Here it is the end of December (where does the time go?) and I'm just writing about my trip in October when I visited these national parks in Southern Utah - Arches, Canyonlands, Capitol Reef and Bryce. Southern Utah is a wonder with it's deep canyons and fascinating geological formations. There's a seemingly endless variety of interesting and beautiful things to see and photograph and I never get tired of visiting. I had been to Arches and Canyonlands once but never to Capitol Reef and Bryce.
My first stop was Arches and Canyonlands, meeting a fellow photographer and friend there, Alex Fong. We stayed in Moab and shot for 2-1/2 days. The weather was great but not a cloud in the sky our whole time there, which made for limited times to shoot because the light got harsh fast in the morning and in the evening. This view of Deadhorse Point was the best shot I got on this leg of my trip.
Then we moved on to Capitol Reef NP, a beautiful park with again lots of variety, but most striking were the rivers and creeks flowing the park which provided water for trees, and in October the leaves were turning and so added a lot of color.
We discovered that a lot of interesting sites in this park required a high clearance, four-wheel drive vehicle, which we didn't have. However, we still saw many beautiful formations, like this shot below. The day I left, my friend Alex took a Jeep tour to a more remote location and said it was well worth it.
After a few days at Capitol Reef, Alex and I said goodbye and I moved on to Bryce Canyon NP. Between Capitol Reef and Bryce I traveled Hwy 12, which has become my new favorite road to travel in the West. It was absolutely gorgeous with aspen-covered hills giving way to rock formations and canyons further south. I stopped a lot along the way at the many look-outs, so was shooting in harsh mid-day light, but I just had to stop and record the views. It was so spectacular!
Once in Bryce I scouted around the park to choose a few locations and shot that afternoon. The hoodoos in the afternoon light glowed! In reading about these formations, they are made up of both hard and soft rock that erode from water and wind at different rates over the centuries, and thus make these "hoodoo" formations. These formations are found throughout the world but Bryce Canyon has the highest concentration.
On my second morning there I decided to visit Sunset Point at sunrise. It was 12 degrees with clear skies and howling wind! I had to position myself to block the wind from my camera on the tripod, and was able to get a couple of shots, this being the best one. I still had a bit of camera shake so this image is a little soft, but I like this sunrise light.
Then I went to a spot I had scouted the previous day, Natural Bridge, hoping to catch the morning light on the bridge. It was spectacular!
On the way back to the hotel that morning I noticed a little turnout for Fairyland Canyon and stopped to take a look, and decided I would come back that afternoon. I'm glad I did because it turned out to be one of my favorite locations, and it was one of very few days that I saw any clouds. This spot, as many of the locations in Bryce, had trailheads that went down into the canyon that I would like to explore the next time I'm there. Though it looks like a steep climb down and then up again I think it would be worth it to hike among all of the towering hoodoos.
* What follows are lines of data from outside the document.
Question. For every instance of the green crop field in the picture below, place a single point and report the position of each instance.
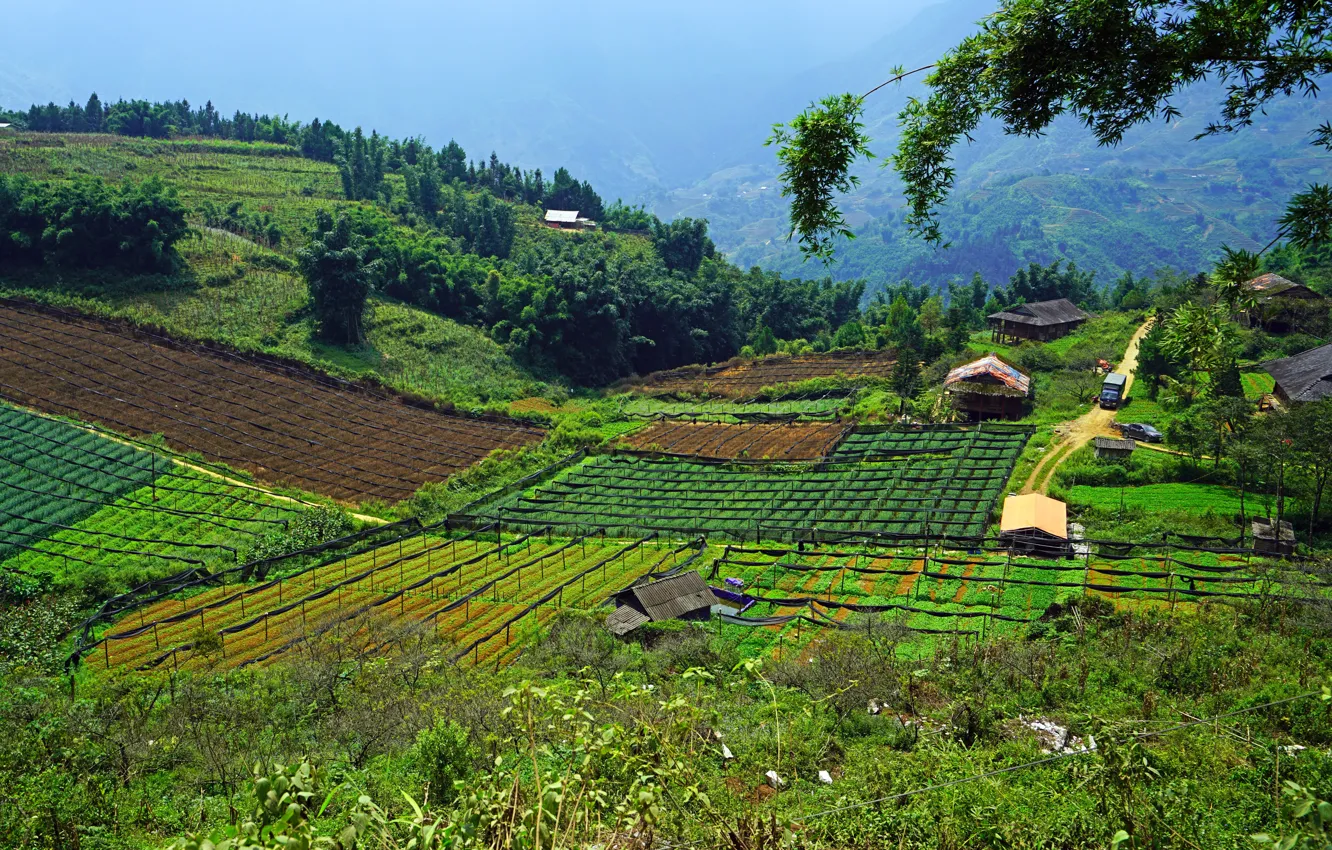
(101, 514)
(1184, 497)
(486, 594)
(53, 473)
(883, 481)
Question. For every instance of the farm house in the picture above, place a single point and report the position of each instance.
(1266, 538)
(989, 388)
(1304, 377)
(1284, 305)
(1043, 321)
(568, 220)
(1035, 524)
(1112, 448)
(679, 597)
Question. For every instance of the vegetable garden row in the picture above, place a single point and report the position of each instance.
(281, 423)
(918, 484)
(722, 440)
(97, 512)
(482, 592)
(790, 596)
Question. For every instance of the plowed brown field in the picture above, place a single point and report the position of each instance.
(283, 423)
(738, 379)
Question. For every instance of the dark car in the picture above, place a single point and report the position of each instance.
(1138, 430)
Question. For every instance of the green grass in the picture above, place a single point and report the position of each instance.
(240, 293)
(1256, 384)
(1176, 497)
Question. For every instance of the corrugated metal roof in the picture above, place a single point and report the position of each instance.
(991, 367)
(1034, 510)
(625, 620)
(1040, 313)
(675, 596)
(1304, 377)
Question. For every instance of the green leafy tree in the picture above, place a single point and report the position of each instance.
(1112, 65)
(338, 279)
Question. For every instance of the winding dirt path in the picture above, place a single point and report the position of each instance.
(1095, 423)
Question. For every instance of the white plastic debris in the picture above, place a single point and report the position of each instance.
(1055, 738)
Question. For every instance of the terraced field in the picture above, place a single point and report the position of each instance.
(738, 379)
(284, 424)
(484, 593)
(722, 440)
(84, 508)
(926, 482)
(793, 596)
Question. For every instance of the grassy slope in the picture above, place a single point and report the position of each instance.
(239, 292)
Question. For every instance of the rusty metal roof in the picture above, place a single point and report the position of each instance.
(990, 367)
(675, 596)
(1034, 510)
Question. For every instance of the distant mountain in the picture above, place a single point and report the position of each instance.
(1156, 200)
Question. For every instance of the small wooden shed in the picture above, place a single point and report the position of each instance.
(1112, 448)
(1035, 524)
(1266, 538)
(989, 388)
(679, 597)
(1042, 320)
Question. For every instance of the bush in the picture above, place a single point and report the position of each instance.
(442, 756)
The next day I left for home, already planning my next trip to this area. A national park that I didn't visit this trip was Zion, and my next trip here will certainly include that park. I would also give myself more time to hike down into the canyons among all of the towering hoodoos. The trails looked steep but I think it would be well worth it. I would also take some of the classes offered at many of the visitor centers in each park to learn more about the areas. Bryce especially offered many classes.
I can't say enough about the national parks in Southern Utah, and I imagine they have different scenes to offer at different times of the year. I know I'll visit this area again and again, and I'm so grateful that these areas are protected so we can all enjoy their beauty and wonder. May it continue!